Figure 76: Korean Leaflet Bomb, Early Model. An M16A1 cluster adapter being loaded at the FEC printing plant in Yokohama (1 November 1950). The bomb type adapter will contain 22,500 (5″ by 8″) psychological warfare leaflets.

The Tactical Information Detachment, moving from Fort Riley to Korea in the fall of 1950, was reorganized as the 1st Loudspeaker and Leaflet Company and, attached to EUSAK, served as Eighth Army's tactical propaganda unit throughout the campaign. It adjusted its location, equipment and propaganda tone to keep pace with the ups and downs of the Korean war.

Psychological Warfare Center.

At the same time, reserve officers whose civilian specialties were in or related to mass communications were recalled to PsyWar assignments. Several RB&L groups and L&L companies were activated and trained at Fort Riley. One of these, the 1st Radio Broadcasting and Leaflet Group, was deployed to Japan to become the strategic propaganda support unit in FEC, thereby relieving the hard-pressed Psychological Warfare Section of its operational functions. The Group left Fort Riley in July 1951 at the height of the Missouri Valley floods, forcing the unit to take emergency detours by bus and train in order to meet its scheduled port of embarkation call. The 1st was the only group to have been used in active operations. Other groups were employed in training missions. In addition, Reserve groups and companies trained periodically at key locations where sufficient specialized personnel were available to keep the units on a ready, stand-by basis.

In April 1952, the PsyWar training activities at Fort Riley were moved to Fort Bragg, North Carolina, where the new Psychological Warfare Center was located. This Center not only provided unit training supervision and facilities, but it fathered a new activity, the Psychological Warfare Board, designed to evaluate and test new PsyWar equipment and techniques. And the Psychological Warfare School, an outgrowth of the classes conducted by the Army General School, was formally recognized and established as one of the Army's specialist schools. More than four hundred officers have received diplomas as PsyWar officers at the time of this writing (1953). Most of the graduates have been Army officers, although successfully completing the course have been students from the Navy, Marine Corps, Air Force, U.S. Information Agency, and from nine Allied nations.

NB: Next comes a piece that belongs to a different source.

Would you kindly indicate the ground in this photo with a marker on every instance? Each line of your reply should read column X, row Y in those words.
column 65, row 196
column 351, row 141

Psychological Warfare Staff, FEC.

Figure 77: UN Themes. This Korean-language leaflet states: "No soldier would attempt to fight 54 men, yet Communist China is attempting to fight 54 nations. Don't fight for Communist enslavement—Join your comrades who have surrendered into safety."

Early in 1953 PWS was transferred to the staff of the commander, Army Forces Far East (AFFE), a paper transaction to put the staff in a closer position to coordinate the plans and operations of the supporting army PsyWar units.